Growing up in Minnesota, my friend K heard many Native American stories about woodland creatures known as Wendigos. Wendigos, for the common layman, are mythical monster that inhabit the woods surrounding the Great Lakes. A Wendigo is created, according to Algonquin Ojibwe myth, through human cannibalism, or in other versions may be possessed by an evil spirit that makes them a monster. Wendigos were cursed to traverse the landscape with a constant hunger for human flesh. The Ojibwe characterize Wendigos as large creatures the size of trees, have glowing eyes, long yellow fangs, and oversized tongues; it would eat any humans in its territory or transformed them into another Wendigo. This belief persisted for so long that an old medicine man was arrested for murdering 14 people and put in a local jail at a military outpost. He pleaded with his captors, saying that he was killing Wendigos that they were no longer human. K says the authorities did not believe the man and awhile awaiting trial the man committed suicide. Before they could check up on his body, the medicine man turned into a Wendigo, murdered every officer in the jail, and escaped.

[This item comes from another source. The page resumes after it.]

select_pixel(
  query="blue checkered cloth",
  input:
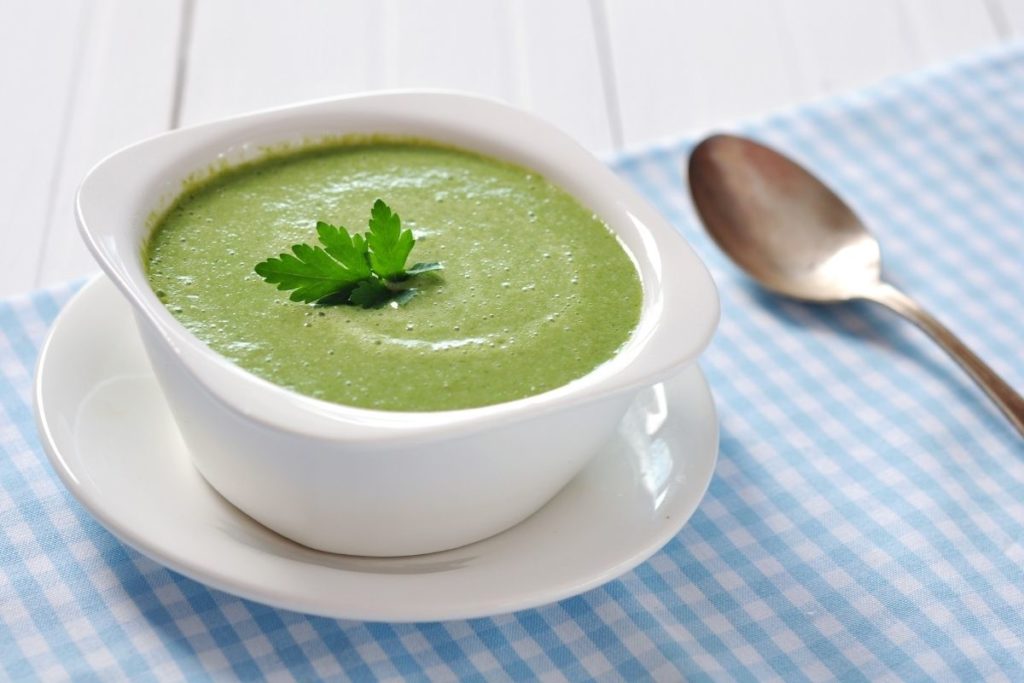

For my friend K, she hardly believes that Wendigos are real. She just thinks of them as a spooky story told to kids so that they don’t get lost in the woods and get eaten by a Wendigo. As for myself, I don’t believe the story either as there have been cases of cannibalism reported elsewhere (Queen v. Dudley and Stevens in England) where they didn’t turn into a Wendigo. But if I was a child, I know I’d never go anywhere by myself.